Mr Burt said that the legislation was designed to amend the Emergency Powers Act 1963 “to provide that regulations, orders and rules made under the Act are subject to Parliamentary scrutiny by way of the negative resolution procedure”.
A related amendment is to be made to the Statutory Instruments Act 1977 so that it applies to the Emergency Powers Act.
But members of the Opposition feared that the Bill would actually erode the level of scrutiny.
Scott Pearman, the Shadow Minister of Legal Affairs, said in a statement later: “This change means that Regulations made under Emergency Powers will now be subject to a lesser form of Parliamentary scrutiny — the negative resolution procedure — rather than require full Parliamentary debate.
“In times of emergency, great powers are placed — temporarily — in the hands of Government.
“The emergency powers imposed in April allow the Government to impose severe restraints on people’s constitutional freedoms.
“It is therefore vital that emergency powers be carefully scrutinised.”
Mr Pearman told the House of Assembly that it was a “complaint” of the One Bermuda Alliance that regulations passed earlier under the Emergency Powers Act were not brought before the legislature.
He added: “The Opposition was pleased to recognise that the regulations were subsequently brought to Parliament as we say they should have been.”
The OBA MP said: “The Emergency Powers Act is one of the most powerful statutory tools that can be wielded by people on this island.
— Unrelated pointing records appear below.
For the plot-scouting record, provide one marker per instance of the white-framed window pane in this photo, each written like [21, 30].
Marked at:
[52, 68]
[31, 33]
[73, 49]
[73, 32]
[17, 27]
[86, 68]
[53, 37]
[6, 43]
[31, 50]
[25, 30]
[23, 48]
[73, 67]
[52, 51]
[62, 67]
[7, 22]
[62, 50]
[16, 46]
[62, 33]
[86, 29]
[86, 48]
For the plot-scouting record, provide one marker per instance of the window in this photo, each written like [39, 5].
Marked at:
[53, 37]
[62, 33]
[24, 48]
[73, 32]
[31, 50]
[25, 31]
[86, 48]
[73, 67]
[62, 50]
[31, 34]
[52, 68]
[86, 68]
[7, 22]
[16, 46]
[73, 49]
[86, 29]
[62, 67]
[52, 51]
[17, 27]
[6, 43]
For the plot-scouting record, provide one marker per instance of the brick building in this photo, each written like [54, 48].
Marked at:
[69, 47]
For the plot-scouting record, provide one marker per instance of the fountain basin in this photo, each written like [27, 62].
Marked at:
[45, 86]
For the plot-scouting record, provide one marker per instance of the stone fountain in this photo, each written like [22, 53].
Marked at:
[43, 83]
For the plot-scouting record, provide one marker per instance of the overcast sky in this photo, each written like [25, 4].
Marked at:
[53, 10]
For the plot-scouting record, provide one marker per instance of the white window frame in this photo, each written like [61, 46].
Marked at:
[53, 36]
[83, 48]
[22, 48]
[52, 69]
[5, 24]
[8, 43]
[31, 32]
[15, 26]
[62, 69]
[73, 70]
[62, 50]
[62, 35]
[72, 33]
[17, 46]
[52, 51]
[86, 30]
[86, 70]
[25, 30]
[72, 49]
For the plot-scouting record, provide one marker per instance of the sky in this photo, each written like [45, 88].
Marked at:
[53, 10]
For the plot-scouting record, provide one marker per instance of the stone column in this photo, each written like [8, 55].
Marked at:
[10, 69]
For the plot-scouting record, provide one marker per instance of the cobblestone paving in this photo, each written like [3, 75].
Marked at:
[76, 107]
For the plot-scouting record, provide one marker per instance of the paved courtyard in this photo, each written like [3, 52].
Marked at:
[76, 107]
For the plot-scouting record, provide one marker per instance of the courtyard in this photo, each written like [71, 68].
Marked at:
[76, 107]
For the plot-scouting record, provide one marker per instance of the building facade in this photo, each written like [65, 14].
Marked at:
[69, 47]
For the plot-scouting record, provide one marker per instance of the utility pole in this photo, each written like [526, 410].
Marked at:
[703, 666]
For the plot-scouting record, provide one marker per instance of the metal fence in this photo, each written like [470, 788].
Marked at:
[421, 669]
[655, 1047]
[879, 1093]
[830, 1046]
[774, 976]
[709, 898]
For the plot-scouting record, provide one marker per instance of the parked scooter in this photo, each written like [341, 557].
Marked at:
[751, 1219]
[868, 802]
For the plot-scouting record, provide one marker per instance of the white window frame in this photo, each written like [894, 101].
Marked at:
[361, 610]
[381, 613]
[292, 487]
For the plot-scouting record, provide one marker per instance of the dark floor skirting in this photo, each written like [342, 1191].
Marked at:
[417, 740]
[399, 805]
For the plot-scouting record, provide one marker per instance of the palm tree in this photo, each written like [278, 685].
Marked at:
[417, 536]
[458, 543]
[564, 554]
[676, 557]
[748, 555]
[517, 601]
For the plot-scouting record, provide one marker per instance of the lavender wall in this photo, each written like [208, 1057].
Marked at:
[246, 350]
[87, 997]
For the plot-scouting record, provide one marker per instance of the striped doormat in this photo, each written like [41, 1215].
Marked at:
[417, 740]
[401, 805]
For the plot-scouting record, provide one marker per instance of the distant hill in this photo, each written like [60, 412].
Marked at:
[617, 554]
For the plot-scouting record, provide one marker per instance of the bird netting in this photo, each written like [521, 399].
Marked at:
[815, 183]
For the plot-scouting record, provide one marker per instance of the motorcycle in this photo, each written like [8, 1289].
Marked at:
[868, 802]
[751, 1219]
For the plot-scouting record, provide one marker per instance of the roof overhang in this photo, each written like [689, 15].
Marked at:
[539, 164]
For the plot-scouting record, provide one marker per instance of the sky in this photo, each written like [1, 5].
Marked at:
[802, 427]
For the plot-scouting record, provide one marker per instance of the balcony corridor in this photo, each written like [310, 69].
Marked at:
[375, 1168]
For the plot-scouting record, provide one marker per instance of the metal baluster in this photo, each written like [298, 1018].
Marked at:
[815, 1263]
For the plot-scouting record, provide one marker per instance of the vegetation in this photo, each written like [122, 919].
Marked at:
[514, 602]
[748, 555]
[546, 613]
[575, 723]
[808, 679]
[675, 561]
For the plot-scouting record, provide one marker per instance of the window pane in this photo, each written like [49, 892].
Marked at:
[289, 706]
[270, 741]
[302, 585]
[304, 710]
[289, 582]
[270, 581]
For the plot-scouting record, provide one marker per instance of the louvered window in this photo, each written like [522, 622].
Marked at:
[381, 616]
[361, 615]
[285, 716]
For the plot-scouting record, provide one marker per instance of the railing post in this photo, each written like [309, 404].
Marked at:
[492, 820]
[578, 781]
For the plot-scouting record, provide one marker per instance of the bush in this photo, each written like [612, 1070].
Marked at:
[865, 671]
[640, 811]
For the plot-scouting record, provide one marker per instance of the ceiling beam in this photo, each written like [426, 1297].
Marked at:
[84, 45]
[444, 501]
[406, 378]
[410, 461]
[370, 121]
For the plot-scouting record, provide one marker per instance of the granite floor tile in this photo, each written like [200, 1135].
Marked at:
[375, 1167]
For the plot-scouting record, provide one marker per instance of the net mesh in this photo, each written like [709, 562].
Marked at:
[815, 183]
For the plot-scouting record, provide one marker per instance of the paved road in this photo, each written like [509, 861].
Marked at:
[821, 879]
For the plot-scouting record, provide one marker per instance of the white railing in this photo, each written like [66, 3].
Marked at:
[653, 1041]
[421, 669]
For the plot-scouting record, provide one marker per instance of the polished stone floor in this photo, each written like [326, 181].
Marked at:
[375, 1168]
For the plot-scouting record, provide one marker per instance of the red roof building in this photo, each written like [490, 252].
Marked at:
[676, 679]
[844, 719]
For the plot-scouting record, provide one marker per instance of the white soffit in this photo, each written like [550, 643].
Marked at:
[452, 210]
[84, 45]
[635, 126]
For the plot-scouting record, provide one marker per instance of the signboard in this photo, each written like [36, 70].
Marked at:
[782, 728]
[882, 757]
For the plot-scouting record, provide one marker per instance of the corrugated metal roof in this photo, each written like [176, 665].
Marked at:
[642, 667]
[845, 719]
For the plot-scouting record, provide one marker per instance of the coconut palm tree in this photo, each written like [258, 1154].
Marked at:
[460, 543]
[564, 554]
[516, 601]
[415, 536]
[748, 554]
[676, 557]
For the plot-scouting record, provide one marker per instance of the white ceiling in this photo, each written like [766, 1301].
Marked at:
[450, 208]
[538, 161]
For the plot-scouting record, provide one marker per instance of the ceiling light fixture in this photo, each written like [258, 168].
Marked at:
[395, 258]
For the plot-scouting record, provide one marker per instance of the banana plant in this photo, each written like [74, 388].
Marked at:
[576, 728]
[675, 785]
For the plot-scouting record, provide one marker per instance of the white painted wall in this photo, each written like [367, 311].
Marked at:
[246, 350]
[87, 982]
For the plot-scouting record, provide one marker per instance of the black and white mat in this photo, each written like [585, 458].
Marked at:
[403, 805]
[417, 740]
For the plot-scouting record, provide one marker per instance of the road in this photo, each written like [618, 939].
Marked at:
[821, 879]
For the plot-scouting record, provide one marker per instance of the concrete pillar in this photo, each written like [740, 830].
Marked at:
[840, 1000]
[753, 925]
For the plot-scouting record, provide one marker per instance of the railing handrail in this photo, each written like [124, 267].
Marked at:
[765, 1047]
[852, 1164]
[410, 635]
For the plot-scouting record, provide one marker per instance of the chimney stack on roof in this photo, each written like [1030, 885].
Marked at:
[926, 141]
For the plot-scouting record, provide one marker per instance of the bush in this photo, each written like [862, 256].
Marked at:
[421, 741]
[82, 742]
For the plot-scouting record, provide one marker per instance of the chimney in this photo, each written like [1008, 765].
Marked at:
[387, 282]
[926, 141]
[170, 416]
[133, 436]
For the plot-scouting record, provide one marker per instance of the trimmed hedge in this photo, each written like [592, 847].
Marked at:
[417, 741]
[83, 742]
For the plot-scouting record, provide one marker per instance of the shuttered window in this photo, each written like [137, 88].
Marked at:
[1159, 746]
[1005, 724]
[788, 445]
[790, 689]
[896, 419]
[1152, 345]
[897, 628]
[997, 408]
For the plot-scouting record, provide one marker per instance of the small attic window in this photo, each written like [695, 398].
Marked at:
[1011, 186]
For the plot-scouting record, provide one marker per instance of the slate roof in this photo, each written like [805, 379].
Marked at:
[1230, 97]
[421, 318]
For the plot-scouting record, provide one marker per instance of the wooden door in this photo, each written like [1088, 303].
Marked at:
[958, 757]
“Bermudians have seen themselves confined to their homes, they have seen the Regiment on our streets.
“This is a very, very powerful piece of legislation that can impose restraints and sanctions on our citizenry and therefore it is vital that regulations made under this act come to Parliament.”
Mr Pearman said: “It was very clear that ... the existing Bill required regulations to come to the House and be debated.”
He added that, in a negative resolution procedure, “something doesn’t have to be debated, it can just be picked up and debated if someone feels like it”.
The Statutory Instruments Act stated that where the negative resolution procedure applies, “copies of the statutory instrument shall be laid before both Houses of the Legislature as soon as practicable after the statutory instrument is made”.
It added that a message can be sent to the Governor requesting that the statutory instrument, or any part of it, is annulled, within 21 days or before the end of the third sitting day, whichever is the later.
Trevor Moniz, an OBA MP, backed Mr Pearman.
He said: “It’s of paramount importance when you’re going to be suspending people’s human rights that you have the oversight and scrutiny of the people’s representatives in Parliament.
“That is done in public, not in private, not behind people’s backs, that it is debated by the people’s representatives on the floor of the House of Assembly, which is our Parliament and this is what was not done when these original curfew and emergency powers were enacted.”
Mr Burt said it was incorrect that the existing legislation provided for mandatory debates.
He added that provisions in the Emergency Powers Act 1963 included similar wording to the negative resolutions procedure outlined in the Statutory Instruments Act 1977.
The 1963 legislation said: “Copies of regulations made under this Act shall be laid before both Houses of the Legislature as soon as practicable after they are made.”
It added that a request can be made for the annulment of the regulations within ten days.
Mr Pearman claimed that the Premier’s assertion was misleading and the language between the laws was “not the exact same”.
Michael Scott, a Progressive Labour Party backbencher, supported the Premier and said there was “deep similarity” between the terminology in the acts.
Mr Burt told MPs: “This Bill brings additional scrutiny, this Bill will require these items to be laid before the House in the future and allow honourable members to take them up within 21 days.”
He added that the amendment, which was passed, meant that any steps taken under emergency powers legislation would have to be published in the Official Gazette, which was not previously required.